После войны я жила в трех дипийских лагерях британской зоны: на окраине Фленсбурга, он находится у датской границы, в Фишбеке под Гамбургом и в самом Гамбурге. Во Фленсбурге собралось пестрое население — украинцы, русские, поляки, балтийцы. Русские и восточные украинцы маскировались под любую другую национальность, лишь бы не попасть в лапы СМЕРШа. Комендантом лагеря был толстенный спасатель из Армии спасения, безбожно воровавший наши сухие пайки, заменявшие деньги. Дипийцам выдавалось какое-то количество американских сигарет и кофе в зернах, на этот дефицитный товар можно было выменять у немцев что угодно, вплоть до одежды. Потом наш комендант попался на своих делишках, его сняли, а нас стали размещать по другим лагерям.

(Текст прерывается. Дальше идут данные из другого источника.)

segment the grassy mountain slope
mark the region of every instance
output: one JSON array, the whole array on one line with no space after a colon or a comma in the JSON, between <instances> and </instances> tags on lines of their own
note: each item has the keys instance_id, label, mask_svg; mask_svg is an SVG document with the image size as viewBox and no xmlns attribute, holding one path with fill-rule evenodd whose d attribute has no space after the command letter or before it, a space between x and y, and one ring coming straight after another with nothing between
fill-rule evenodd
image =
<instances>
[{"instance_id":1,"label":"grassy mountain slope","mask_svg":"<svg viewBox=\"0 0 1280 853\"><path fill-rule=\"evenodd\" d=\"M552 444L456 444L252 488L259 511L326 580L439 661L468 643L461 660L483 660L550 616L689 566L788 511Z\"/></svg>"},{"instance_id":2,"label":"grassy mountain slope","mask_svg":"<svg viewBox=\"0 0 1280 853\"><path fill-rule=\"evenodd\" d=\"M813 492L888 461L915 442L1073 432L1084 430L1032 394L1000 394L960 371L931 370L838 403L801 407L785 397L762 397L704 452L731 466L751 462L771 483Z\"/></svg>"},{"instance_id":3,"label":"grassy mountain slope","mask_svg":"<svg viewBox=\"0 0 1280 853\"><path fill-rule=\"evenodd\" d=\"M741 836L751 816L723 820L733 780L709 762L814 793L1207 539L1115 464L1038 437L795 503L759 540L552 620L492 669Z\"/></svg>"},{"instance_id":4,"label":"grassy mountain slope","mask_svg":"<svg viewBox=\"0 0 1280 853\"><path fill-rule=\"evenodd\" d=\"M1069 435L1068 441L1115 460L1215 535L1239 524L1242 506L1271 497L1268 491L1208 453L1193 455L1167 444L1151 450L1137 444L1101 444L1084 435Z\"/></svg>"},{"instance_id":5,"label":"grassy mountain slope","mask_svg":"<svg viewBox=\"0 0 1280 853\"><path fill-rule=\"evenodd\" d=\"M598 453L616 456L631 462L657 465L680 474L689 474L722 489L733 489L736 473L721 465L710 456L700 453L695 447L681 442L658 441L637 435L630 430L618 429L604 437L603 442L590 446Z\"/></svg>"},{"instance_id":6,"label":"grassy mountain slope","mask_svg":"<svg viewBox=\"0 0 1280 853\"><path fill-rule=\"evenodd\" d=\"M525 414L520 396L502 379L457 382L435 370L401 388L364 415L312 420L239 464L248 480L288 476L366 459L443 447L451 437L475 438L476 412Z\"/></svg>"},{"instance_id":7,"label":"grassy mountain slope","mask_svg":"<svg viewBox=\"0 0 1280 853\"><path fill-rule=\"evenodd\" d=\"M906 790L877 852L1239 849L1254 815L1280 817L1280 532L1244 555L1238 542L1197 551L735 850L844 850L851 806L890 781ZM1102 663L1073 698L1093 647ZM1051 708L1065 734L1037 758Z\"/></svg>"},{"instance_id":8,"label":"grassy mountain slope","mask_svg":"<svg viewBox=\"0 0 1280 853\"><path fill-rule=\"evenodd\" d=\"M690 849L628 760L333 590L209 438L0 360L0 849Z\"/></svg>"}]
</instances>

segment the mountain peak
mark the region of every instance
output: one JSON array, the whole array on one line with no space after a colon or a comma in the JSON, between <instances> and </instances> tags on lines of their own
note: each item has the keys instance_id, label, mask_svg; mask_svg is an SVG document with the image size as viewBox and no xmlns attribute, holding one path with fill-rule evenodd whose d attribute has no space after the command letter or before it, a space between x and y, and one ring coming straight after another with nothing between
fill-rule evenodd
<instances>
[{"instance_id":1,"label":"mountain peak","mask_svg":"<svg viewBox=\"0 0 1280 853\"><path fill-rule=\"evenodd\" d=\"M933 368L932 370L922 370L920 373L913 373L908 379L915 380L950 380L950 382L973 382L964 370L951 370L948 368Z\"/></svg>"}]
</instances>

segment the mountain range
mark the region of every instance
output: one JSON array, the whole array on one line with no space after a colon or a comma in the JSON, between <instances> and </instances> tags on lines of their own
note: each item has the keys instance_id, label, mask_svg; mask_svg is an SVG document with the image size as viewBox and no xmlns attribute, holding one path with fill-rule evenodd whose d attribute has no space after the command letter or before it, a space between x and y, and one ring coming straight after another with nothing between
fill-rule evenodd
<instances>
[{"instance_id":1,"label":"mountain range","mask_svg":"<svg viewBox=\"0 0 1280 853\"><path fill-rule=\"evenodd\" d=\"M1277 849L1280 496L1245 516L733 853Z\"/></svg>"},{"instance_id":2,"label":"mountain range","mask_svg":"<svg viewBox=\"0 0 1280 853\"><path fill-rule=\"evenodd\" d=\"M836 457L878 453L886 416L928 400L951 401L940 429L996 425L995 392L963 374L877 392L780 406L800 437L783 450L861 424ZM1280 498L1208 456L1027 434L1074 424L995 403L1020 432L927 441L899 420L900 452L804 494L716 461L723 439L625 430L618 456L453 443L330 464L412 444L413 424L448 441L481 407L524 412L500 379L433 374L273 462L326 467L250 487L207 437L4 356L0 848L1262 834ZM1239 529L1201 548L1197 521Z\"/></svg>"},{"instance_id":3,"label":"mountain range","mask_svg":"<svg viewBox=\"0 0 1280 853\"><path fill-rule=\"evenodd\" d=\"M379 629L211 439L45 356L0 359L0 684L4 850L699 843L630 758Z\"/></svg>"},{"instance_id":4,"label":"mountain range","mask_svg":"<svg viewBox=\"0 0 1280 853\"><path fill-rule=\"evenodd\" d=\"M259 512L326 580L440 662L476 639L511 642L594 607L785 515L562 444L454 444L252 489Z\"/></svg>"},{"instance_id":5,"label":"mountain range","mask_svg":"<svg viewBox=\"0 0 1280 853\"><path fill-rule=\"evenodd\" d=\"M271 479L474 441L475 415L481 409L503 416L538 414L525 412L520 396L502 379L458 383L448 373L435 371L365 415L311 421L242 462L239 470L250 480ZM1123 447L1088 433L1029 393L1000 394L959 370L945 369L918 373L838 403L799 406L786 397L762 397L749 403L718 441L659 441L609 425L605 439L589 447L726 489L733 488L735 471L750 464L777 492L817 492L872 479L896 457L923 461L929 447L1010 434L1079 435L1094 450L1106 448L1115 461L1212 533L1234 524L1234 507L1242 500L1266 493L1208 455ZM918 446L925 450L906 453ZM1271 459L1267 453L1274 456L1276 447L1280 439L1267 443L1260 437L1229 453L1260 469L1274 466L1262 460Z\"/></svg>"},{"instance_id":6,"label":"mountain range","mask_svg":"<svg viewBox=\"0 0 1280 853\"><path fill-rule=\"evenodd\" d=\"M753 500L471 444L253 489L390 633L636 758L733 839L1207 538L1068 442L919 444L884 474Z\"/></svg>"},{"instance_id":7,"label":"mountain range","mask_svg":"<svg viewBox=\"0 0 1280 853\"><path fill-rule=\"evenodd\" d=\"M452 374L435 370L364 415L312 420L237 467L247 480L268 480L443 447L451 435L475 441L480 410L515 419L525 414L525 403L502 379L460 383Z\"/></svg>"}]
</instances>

Русский дипишный лагерь Фишбек скорее всего походил на коммунальную квартиру, до отказа перенаселенную. Обычно в барачные комнаты вселяли несколько семейств, отгороженных друг от друга армейскими одеялами. Скандалы, склоки и даже драки возникали по всяким мелочам и без оных. Развелось много старост бараков и каких-то коридорных, не дававших покоя и то и дело покрикивавших: "Господа, не будем колхозниками, подметем и вымоем помещения". Летели жалобы и доносы в "Кремль", то есть приличнее оборудованный барак, где жила лагерная администрация. Мужа и меня (во Фленсбурге я вышла замуж) отправили в Фишбек глубокой зимой. Приехали, а помещения нет. Попробовали вселить в большую семью сапожника, встретившего нас в штыки. Хорошо запомнилась его профессия, так как он орал: "Вы художник (мой муж был анатомом и акварелистом), а я сапожник, и нам не пара". Жена его клятвенно обещала каждое утро вытряхивать пепел из печки прямо мне на голову. Пришлось просидеть два дня в "кремлевской" канцелярии, покуда отгородили кусок коридора, ставший нашим пристанищем почти на год. Но в неуемно шумном Фишбеке была церковь с почти ежедневными богослужениями. На ротаторе печаталась лагерная газетка, кажется, "Фишбекские новости", в которой серийно публиковались шаляпинские воспоминания "Маска и душа". Эту вещь я впервые прочла в Фишбеке. В этой же газетке появилась моя первая в печати подборка стихов, слава богу, не сохранившаяся. Бывали лекции и концерты, но все это на домашнем уровне.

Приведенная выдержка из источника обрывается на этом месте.